The key to preparing good cracklings (also known as cracklin’s) is to remove the “very hard meat skin” from the edges of fried salt pork fat back. Many enjoy it as a snack. The skins must be consumed slowly to prevent cracked teeth! They’re THAT hard.
As for the cornbread, simply crumble the soft fried pork and mix into batter before baking. The cornbread is tasty by itself. Also good drizzled with honey or maple syrup.
DISCLOSURE (NOT SPONSORED): Pictured products are personal favorites I purchased and used to make this delicious recipe.
For this recipe, I used Royal Food’s brand of Cured Salt Pork Fat Back which is very salty. Boiling before frying will decrease salt and make it just right for consumption. Fried in my super efficient cast iron skillet provided by Lodge Manufacturing.

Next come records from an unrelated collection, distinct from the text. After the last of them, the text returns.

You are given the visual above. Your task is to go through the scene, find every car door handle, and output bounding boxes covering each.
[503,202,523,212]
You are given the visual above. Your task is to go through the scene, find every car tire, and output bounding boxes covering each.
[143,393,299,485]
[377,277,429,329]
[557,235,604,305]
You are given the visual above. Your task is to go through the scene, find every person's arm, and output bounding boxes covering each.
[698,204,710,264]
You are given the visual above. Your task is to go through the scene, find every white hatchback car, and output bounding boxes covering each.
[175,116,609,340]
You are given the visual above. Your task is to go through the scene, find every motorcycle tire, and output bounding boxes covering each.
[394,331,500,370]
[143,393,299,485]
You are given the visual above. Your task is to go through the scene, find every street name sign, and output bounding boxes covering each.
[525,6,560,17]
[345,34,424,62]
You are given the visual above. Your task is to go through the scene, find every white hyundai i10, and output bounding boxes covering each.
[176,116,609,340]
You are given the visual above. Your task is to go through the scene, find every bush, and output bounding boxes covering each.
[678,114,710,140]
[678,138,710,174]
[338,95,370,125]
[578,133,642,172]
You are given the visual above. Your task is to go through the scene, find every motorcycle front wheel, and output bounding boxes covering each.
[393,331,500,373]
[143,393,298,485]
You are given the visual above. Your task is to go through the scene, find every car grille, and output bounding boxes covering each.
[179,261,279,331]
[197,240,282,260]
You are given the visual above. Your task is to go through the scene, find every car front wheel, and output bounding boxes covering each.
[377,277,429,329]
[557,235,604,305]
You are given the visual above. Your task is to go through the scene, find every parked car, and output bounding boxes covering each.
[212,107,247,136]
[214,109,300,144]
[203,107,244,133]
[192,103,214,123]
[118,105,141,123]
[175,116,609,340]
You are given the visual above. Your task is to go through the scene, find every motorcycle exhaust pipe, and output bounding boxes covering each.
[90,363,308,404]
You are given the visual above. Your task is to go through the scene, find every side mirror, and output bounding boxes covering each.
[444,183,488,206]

Although fried pork is tender, the hard outside edge (meat skin) can damage teeth. Remove hard edges and discard. Do not add to cornbread batter.
How To Read & Follow A Recipe
Reading a recipe is an important life skill. It starts with knowing how to read a recipe’s ingredients, follow the instructions, prep ingredients, and knowing what equipment to use.
The following tips and strategies will help beginners or experienced cooks create a delicious dish as intended in the recipe.
Start with clean hands and organized kitchen. Wash hands thoroughly. Make sure kitchen and countertops are clean before making a recipe.
Create a relaxing environment. Play favorite music while in the kitchen. I love listening to classical or gospel music.
Read the recipe. Don’t just quickly skim it. Thoroughly read from start to finish. Visualize doing each step which will help you avoid missing a step.
If you see ingredient that you and your family don’t use for whatever reason, use a substitutions or omit the ingredient.
My recipes are packed with helpful tips like shortcuts and serving sizes which save time time and help with meal planning.
Pay attention to the order in which ingredients are prepped. For example, 1 cup of chopped pecans is not the same as pecans, chopped (measure whole pecans and then chop).
Know the assumptions. For example, when my recipe calls for “sugar,” use granulated sugar. If brown sugar is an ingredient, it will be written as such in the recipe.
Figure out the timing. Check the listed “prep time” and “total time” to be sure you have enough time to complete the recipe.
Look for hints, such as the words “meanwhile” or “at the same time,” which indicate two or more steps can happen simultaneously.
For example, my prep time doesn’t include bringing cold butter up to room temperature. Be sure to include in your timetable.
Watch Recipe Videos. If you’re a visual learner (like me), watch recipe videos. Perfect for when you’re learning a new skill or just want to see how a recipe is made.
Mise en place is a super time saver. This French cooking term translates as “putting in place.” It means prepping/measuring ingredients and chopping food before you start cooking. It’s the perfect way to get organized and avoid missing an ingredient or missing a step in the instructions.
Organize your tools and kitchen equipment. Mise en place isn’t just for ingredients. Before starting, make sure you have parchment paper, aluminum foil, measuring cups, measuring spoons, the right pans, mixing bowls, and other equipment.
Make notes in your recipe. Note any special prep instructions and highlight cooking times. Make note of ingredients omitted, favorite substitutions and creative twists.